Metadata-Version: 2.1
Name: kiwi-apriori
Version: 0.3.2
Summary: Association Analysis Package
Home-page: https://github.com/kiwidamien/apriori
Author: Damien Martin
License: MIT
Description: 
        # apriori
        
        Pip installable association analysis package.
        
        Our datasets is a list of transactions, individual people that 'purchased'
        items together. We are trying to find things that are associated with each other.
        
        ## Installation
        
        ```bash
        pip install kiwi-apriori
        ```
        
        It seems someone already has `apriori` on Twine. The package will be used by
        `import apriori`.
        
        ## Quick example 
        
        This dataset looks at the purchases of 4 customers:
        ```python
        transactions = [
            ['fish', 'white wine', 'cheese', 'bread'],
            ['beer', 'nachos', 'cheese', 'peanuts'],
            ['white wine', 'cheese'],
            ['white wine', 'cheese', 'bread']
        ]
        ```
        
        We are interested in which items are associated with one another. It seems that people that
        bought white wine also bought cheese. Here are some "association rules" we find:
        
        
        | If you buy ... | ... we think you'd like | Support | Confidence | Lift |
        | ---- | ---- | --- | ---- | ---- |
        | white wine | bread | 0.5000 |  0.6667 |  1.3333 |
        | bread | white wine | 0.5000 | 1.0000 | 1.3333 |
        | white wine | bread AND cheese | 0.5000 | 0.6667 | 1.3333 |
        | bread  | cheese AND white wine| 0.5000 | 1.0000 | 1.3333 |
        | cheese AND white wine | bread | 0.5000 | 0.6667 | 1.3333 |
        | bread AND cheese | white wine | 0.5000 | 1.0000 | 1.3333|
        
        Let's look at the first two rows to illustrate support, confidence, and lift.
        
        * __Support__: Fractions of transactions containing these items. i.e. the probability a randomly chosen transaction contains all the items.
          - The first two rows are about `{white wine}` and `{bread}`. Half of our transactions contain both these items (`transactions[0]` amd `transactions[3]`)
          - Order doesn't matter, the support of `{white wine}` --> `{bread}` and `{bread}` --> `{white wine}` are the same
          - Can be applied to single items (e.g. support for `{white wine}` is 0.75, as 3/4 transactions contain white wine)

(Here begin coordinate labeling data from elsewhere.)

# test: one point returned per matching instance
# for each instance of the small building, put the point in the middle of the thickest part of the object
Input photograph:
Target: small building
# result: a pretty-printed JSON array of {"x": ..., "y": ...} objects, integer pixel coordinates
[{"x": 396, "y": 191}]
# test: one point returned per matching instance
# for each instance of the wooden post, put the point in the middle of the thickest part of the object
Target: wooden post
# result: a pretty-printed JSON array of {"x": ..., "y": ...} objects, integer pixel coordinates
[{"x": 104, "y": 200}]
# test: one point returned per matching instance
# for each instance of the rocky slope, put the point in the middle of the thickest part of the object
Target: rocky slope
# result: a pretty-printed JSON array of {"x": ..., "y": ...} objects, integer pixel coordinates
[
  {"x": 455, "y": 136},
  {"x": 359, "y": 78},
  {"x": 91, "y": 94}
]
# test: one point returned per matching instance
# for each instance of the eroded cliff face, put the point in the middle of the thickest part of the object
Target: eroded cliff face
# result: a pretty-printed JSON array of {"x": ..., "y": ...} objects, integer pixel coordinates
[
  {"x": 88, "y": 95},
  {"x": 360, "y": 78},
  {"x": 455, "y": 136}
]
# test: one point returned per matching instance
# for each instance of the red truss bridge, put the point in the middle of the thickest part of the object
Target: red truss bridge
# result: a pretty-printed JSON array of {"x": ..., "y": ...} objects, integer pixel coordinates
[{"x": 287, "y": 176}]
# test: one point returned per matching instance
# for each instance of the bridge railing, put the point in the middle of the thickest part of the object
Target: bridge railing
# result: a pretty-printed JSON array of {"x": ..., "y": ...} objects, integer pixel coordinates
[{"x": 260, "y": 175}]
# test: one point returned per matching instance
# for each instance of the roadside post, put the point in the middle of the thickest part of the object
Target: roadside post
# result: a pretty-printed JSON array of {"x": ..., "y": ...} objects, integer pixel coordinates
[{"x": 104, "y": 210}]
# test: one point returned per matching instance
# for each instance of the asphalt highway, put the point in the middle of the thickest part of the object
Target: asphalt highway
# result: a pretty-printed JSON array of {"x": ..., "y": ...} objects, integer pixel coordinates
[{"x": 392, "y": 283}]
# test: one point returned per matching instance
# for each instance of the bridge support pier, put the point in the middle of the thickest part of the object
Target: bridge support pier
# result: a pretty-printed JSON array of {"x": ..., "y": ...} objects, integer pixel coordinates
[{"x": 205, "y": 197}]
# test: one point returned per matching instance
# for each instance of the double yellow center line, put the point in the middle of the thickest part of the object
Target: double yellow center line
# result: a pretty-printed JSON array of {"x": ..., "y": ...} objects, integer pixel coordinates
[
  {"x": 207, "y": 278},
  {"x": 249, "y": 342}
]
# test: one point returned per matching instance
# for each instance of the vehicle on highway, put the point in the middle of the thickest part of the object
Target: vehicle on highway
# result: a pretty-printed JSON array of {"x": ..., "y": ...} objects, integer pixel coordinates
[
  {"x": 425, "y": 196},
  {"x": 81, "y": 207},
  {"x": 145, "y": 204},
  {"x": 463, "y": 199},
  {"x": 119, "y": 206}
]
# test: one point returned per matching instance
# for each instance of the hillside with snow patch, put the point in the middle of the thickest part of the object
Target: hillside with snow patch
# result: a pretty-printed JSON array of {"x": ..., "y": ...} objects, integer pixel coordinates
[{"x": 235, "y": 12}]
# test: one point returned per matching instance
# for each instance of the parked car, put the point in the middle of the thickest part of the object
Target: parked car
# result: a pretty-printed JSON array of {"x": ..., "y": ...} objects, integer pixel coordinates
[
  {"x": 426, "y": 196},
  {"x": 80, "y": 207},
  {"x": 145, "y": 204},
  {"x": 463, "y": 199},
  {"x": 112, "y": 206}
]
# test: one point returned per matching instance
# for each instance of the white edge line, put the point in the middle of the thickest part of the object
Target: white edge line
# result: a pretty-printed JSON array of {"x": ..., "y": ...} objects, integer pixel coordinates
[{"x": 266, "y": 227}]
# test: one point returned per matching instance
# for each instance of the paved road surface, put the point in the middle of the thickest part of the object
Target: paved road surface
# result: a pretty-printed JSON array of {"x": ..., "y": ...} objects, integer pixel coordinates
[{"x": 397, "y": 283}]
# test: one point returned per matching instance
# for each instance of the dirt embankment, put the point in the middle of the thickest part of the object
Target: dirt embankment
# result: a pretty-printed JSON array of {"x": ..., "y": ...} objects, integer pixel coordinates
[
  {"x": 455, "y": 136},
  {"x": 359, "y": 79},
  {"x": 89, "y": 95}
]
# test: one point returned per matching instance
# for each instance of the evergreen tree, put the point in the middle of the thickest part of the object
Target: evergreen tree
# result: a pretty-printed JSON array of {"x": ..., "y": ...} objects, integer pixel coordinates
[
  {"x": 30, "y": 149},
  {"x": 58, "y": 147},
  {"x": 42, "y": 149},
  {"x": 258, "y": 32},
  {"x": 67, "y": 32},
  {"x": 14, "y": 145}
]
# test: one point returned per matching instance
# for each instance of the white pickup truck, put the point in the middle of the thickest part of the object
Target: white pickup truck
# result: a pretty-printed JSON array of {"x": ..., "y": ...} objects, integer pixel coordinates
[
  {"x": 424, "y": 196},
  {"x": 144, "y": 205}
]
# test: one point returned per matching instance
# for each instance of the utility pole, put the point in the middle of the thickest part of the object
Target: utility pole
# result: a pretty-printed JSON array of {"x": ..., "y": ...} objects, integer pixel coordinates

        * __Confidence of A --> B__: Fraction of transactions containing A that also contain B. i.e. the probability that a randomly chosen transaction containing A also contains B
          - 2 of the 3 transactions containing `{white wine}` also contain `{bread}`, so confidence of `white wine -> bread` is 0.667 
          - 2 of the 2 transactions containing `{bread}` also contain `{white wine}`, so confidence of `bread -> white wine` is 1.000
          - Can be calculated as `support(A AND B)/support(A)`
        * __Lift of A --> B__: The support of A AND B divided by the support of A and the support of B
          - Measures the amount of information you get knowing A
          - Knowing the lift of white wine to bread is 1.3333 tells us that someone buying white wine is 1.3333 times more likely than the average person to buy bread as well. 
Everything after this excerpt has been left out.